Have you ever felt an extreme sadness take over a phase in your life? What do you do about it? Do you have some trusted people around you whom you can share your thoughts with? Or do you think you can handle it on your own?

Apparently, I have been feeling extremely discouraged over the previous week. There have been instances when I didn’t even feel like getting out of my bed and just stay in my slumber. But I knew I had to. Well, I am really amazed by this personality. I can have my goals and tasks for the day to fuel me up and get me going hour after hour. Thankfully though, I still have my job. Yes, I am taking it as an advantage rather than a disadvantage. Why?

During the week before the previous one, I have been complaining about being a combination of Patterson (2016) and Anne Frank with her Secret Annex days, which I knew of with the Diary of A Young Girl, Anne Frank’s diary. That is, with Patterson having an exact repetitive routine throughout the week that the movie was filmed and Anne Frank during her days at the Secret Annex where she spent most of her time doing self-study using the references that were available to her.

Apparently, just like Patterson, I have been doing the exact same thing throughout the month already; just like Anne Frank, I have been doing self-study with the references available too.

I have been in this dorm for more than a month already, and up until now, waiting for the schedule of interviews. I have been kind of anxious about it already especially that classes will be starting soon enough. Apparently, I am still not enrolled because the interview is not finished yet. My parents tried to find a way though, offered to pay for the first semester and all. However, the school just wouldn’t allow it.

Instead, they told us to wait for a while longer. With the semester coming in and the week-long holiday just before the start of classes, who wouldn’t be anxious about it, right? Who wouldn’t have an existential crisis? Well, definitely not me. I have been feeling worthless for a while now because of it.
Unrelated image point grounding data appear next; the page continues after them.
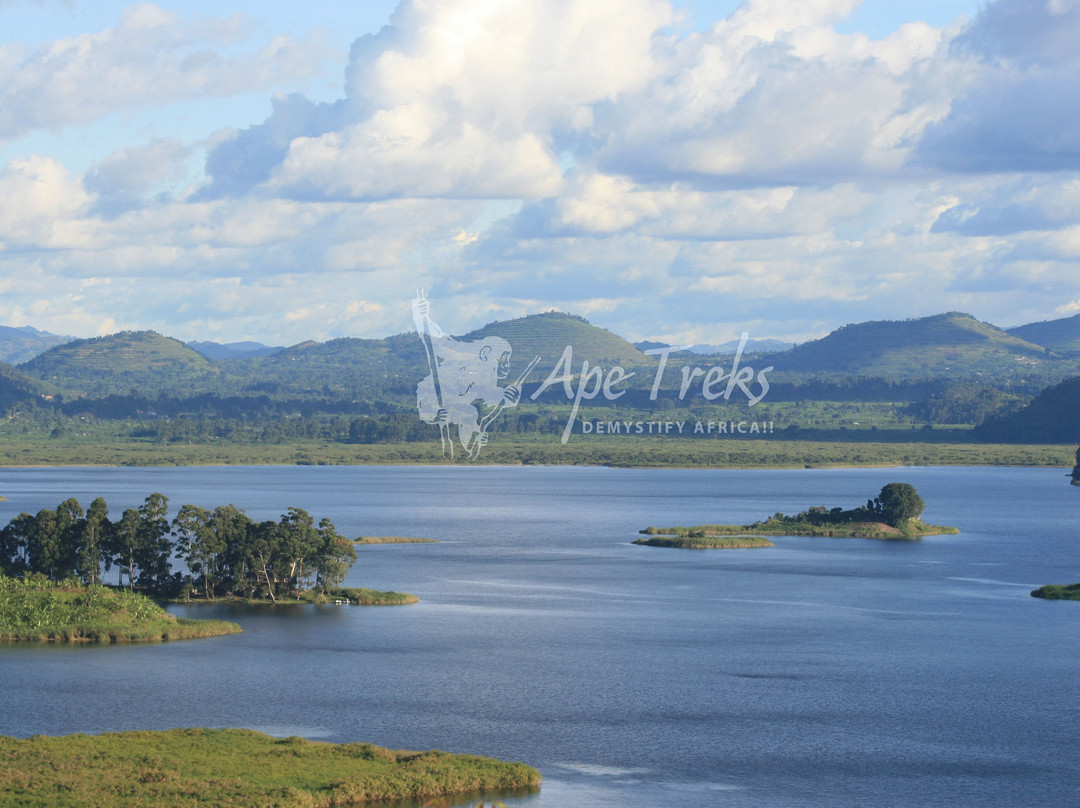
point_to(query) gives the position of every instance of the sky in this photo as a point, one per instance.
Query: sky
(674, 171)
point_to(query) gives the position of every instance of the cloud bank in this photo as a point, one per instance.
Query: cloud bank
(763, 172)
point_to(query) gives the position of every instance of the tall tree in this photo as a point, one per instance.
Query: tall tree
(899, 502)
(298, 543)
(14, 543)
(334, 557)
(196, 546)
(123, 546)
(91, 536)
(153, 543)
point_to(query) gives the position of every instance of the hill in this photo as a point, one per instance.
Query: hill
(1062, 336)
(232, 350)
(351, 368)
(117, 364)
(15, 388)
(24, 344)
(1053, 416)
(954, 346)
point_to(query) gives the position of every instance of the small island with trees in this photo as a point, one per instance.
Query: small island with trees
(241, 768)
(893, 514)
(52, 563)
(1058, 592)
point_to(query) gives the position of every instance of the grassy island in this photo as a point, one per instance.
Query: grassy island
(235, 768)
(893, 514)
(1058, 592)
(36, 609)
(391, 540)
(699, 538)
(350, 595)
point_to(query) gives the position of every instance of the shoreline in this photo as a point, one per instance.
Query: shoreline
(659, 453)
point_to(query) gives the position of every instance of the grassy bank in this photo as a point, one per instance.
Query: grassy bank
(544, 449)
(234, 768)
(39, 610)
(391, 540)
(355, 595)
(1058, 592)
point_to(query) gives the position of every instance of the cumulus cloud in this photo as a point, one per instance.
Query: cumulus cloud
(150, 57)
(767, 170)
(458, 99)
(1015, 106)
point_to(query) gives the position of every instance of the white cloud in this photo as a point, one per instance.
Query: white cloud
(150, 57)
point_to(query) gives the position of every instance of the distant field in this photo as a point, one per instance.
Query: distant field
(238, 768)
(647, 452)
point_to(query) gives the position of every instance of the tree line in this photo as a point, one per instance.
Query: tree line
(224, 551)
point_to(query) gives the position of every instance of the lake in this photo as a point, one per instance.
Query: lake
(820, 672)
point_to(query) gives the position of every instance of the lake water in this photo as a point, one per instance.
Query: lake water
(821, 672)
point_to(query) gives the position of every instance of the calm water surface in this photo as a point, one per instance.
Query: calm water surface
(821, 672)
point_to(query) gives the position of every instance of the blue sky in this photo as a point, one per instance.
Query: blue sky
(680, 172)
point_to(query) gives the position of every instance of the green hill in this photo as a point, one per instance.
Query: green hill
(373, 369)
(549, 334)
(1062, 336)
(953, 346)
(1053, 416)
(117, 364)
(356, 369)
(19, 345)
(16, 388)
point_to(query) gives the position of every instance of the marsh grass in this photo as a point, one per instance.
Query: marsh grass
(39, 610)
(697, 540)
(391, 540)
(234, 768)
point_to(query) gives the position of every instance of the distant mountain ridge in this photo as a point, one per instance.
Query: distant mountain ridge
(1057, 335)
(117, 364)
(232, 350)
(375, 372)
(753, 346)
(943, 346)
(25, 342)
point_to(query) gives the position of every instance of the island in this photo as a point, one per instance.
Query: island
(893, 514)
(240, 768)
(37, 609)
(700, 538)
(227, 555)
(392, 540)
(1058, 592)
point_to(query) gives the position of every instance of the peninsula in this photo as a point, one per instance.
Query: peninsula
(893, 514)
(240, 768)
(37, 609)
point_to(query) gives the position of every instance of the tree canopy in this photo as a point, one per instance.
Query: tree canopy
(898, 503)
(224, 551)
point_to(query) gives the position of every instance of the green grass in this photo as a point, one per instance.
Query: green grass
(233, 768)
(914, 529)
(625, 452)
(356, 595)
(391, 540)
(698, 540)
(1058, 592)
(38, 610)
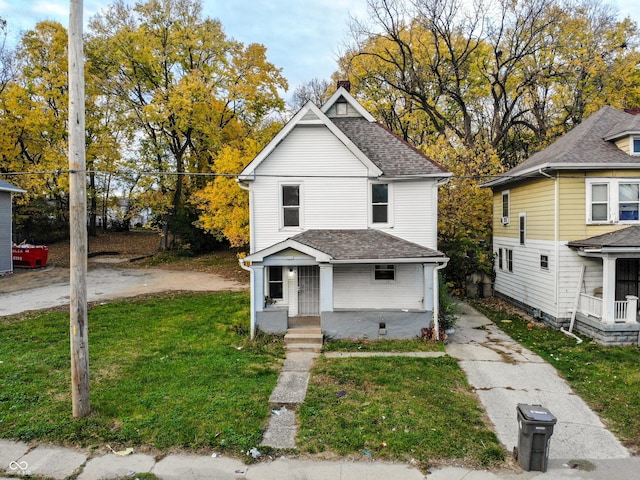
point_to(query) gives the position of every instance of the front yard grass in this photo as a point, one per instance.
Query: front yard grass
(177, 371)
(169, 371)
(607, 378)
(395, 408)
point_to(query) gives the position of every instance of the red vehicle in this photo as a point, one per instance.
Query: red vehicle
(30, 256)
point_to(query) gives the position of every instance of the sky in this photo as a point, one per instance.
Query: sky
(303, 37)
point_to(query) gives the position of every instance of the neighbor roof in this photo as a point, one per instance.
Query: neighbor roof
(584, 147)
(369, 244)
(626, 237)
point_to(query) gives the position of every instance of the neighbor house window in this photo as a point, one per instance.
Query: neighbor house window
(384, 272)
(275, 283)
(599, 202)
(629, 199)
(509, 259)
(290, 205)
(380, 203)
(544, 262)
(506, 207)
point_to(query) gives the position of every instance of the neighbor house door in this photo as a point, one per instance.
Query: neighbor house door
(309, 290)
(627, 277)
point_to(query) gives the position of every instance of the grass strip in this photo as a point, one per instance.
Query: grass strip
(174, 370)
(395, 408)
(606, 378)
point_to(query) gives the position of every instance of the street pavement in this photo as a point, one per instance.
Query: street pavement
(503, 374)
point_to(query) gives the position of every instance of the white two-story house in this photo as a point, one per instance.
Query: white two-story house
(343, 226)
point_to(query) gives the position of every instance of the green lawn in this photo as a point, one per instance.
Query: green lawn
(607, 378)
(395, 408)
(170, 371)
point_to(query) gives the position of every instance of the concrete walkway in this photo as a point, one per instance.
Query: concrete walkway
(504, 374)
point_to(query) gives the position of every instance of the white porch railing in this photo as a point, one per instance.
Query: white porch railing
(624, 310)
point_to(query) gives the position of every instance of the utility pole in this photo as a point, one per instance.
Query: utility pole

I am so not myself lately. And I don’t have anybody to talk about it especially that most of the neighbours here are barristers and regular employees and regular students. Surely, I wouldn’t bother them with my thoughts. Surely I wouldn’t want them to waste their time on me. I just don’t deserve them. I am not fit for this world.
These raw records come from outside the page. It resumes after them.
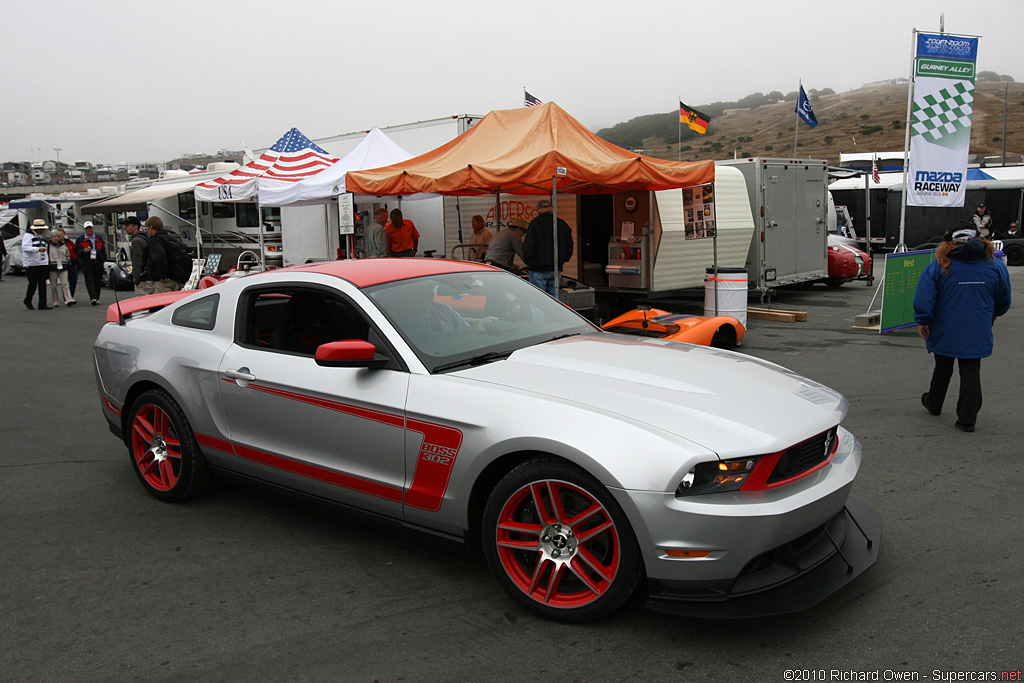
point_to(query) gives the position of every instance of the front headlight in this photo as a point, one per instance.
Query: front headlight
(717, 476)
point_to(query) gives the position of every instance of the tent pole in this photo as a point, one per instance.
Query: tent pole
(554, 233)
(901, 247)
(867, 225)
(259, 224)
(648, 245)
(796, 128)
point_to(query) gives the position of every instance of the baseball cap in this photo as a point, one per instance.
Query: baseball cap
(965, 235)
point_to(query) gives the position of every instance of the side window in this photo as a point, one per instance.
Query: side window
(200, 314)
(223, 210)
(297, 321)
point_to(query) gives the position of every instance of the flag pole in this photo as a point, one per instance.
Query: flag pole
(901, 247)
(796, 129)
(679, 143)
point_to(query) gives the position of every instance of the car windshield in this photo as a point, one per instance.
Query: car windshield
(459, 319)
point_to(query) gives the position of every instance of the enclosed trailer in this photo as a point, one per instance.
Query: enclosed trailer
(790, 204)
I just hate how this sounds like a diary already. But there’s nothing wrong about inserting some personal stuff in this blog, right? I know for sure nobody can find this. I know for sure nobody is interested. At least, I can somehow share some of my thoughts here.

I got really discouraged by how things have turned out. In fact, you can check it out on my Twitter account, well, that is if I haven’t deleted such tweets by the time you look for them. Since I do not want people to know how badly damaged I have been, I needed to cover up. I needed to show people that I am still the same old Darr who throws puns at almost anything. Since I know I have a larger audience in my Facebook account, it is where I have poured out a lot of puns to cover up.
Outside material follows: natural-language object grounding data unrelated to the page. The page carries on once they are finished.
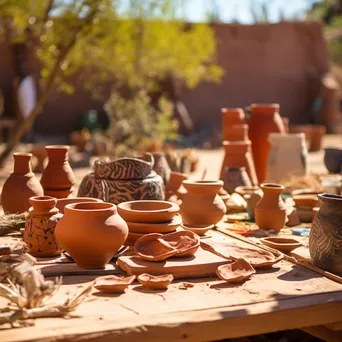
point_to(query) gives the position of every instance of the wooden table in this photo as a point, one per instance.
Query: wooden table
(283, 297)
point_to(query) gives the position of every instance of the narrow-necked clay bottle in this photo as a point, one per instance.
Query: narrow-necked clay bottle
(20, 186)
(39, 233)
(265, 119)
(202, 204)
(97, 233)
(270, 211)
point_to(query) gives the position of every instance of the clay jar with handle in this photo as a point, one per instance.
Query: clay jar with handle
(58, 174)
(39, 233)
(325, 241)
(270, 211)
(91, 233)
(265, 119)
(238, 154)
(20, 186)
(202, 204)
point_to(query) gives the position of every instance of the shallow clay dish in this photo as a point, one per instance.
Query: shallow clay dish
(155, 281)
(235, 272)
(199, 229)
(285, 245)
(151, 247)
(148, 211)
(185, 242)
(147, 228)
(113, 284)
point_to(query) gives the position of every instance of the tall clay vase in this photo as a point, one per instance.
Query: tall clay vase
(20, 186)
(264, 120)
(39, 233)
(325, 241)
(202, 204)
(97, 233)
(270, 211)
(58, 176)
(238, 154)
(287, 157)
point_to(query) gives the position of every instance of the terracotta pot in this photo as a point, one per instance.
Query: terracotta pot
(58, 174)
(270, 211)
(39, 234)
(20, 186)
(265, 119)
(287, 157)
(234, 177)
(202, 204)
(238, 154)
(325, 241)
(97, 233)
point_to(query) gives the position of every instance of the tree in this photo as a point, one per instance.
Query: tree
(135, 45)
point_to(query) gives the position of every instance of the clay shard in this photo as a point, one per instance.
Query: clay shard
(113, 284)
(155, 281)
(235, 272)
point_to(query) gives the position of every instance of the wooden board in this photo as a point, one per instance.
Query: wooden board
(202, 264)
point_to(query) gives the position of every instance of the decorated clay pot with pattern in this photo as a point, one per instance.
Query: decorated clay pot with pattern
(123, 180)
(39, 233)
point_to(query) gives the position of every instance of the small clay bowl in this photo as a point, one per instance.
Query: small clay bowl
(152, 248)
(113, 284)
(185, 242)
(148, 211)
(155, 281)
(236, 271)
(199, 229)
(147, 228)
(285, 245)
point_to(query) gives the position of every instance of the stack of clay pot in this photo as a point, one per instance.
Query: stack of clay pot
(58, 178)
(238, 165)
(148, 216)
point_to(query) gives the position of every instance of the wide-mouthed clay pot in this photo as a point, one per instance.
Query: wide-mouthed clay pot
(202, 204)
(39, 234)
(155, 281)
(270, 211)
(148, 211)
(122, 180)
(236, 271)
(97, 233)
(325, 240)
(20, 186)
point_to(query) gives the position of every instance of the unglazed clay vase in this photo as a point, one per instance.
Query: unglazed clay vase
(264, 120)
(20, 186)
(270, 211)
(202, 204)
(39, 234)
(122, 180)
(97, 233)
(287, 157)
(325, 241)
(238, 154)
(234, 177)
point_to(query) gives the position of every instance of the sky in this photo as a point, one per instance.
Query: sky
(241, 10)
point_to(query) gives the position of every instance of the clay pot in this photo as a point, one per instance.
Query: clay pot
(270, 211)
(202, 195)
(155, 281)
(148, 211)
(39, 234)
(58, 174)
(20, 186)
(287, 157)
(325, 241)
(234, 177)
(264, 120)
(97, 233)
(238, 154)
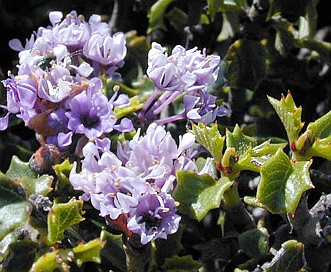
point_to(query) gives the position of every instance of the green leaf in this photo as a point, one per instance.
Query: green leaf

What actually happened was that I have uploaded two to three puns a day about fruits. This is to get them updated on my life in order to avoid some grave speculations. Since sharing absurd jokes can somehow signify that one’s life is pretty awesome, I have made it to a point to have the upload of puns at regular times. Apparently, people who reacted are getting smaller in number in each passing day.

But that didn’t stop me. I am Buttercup. I can get aggressive just to achieve the goal that has been set. So without fail, I have completed the whole week of doing so.

While my online social media accounts have been regularly updated, my regular tasks, or what I call the routine tasks, have been quite an idle. I didn’t open my law books which have been provided by my father. I have not opened the tab on my laptop for online references of law subjects that I know I should study. Also, I have not done any review exercises from the civil service reviewer. I have already passed both professional and sub-professional civil service exams but I need the material for review purposes.

But I know, I should get back on track. And, this time, I am going to be stronger and bolder. I will let the Supreme Being with the Divine Intervention to decide my fate. At the same time, I am also going to do things and stuff for my own improvement.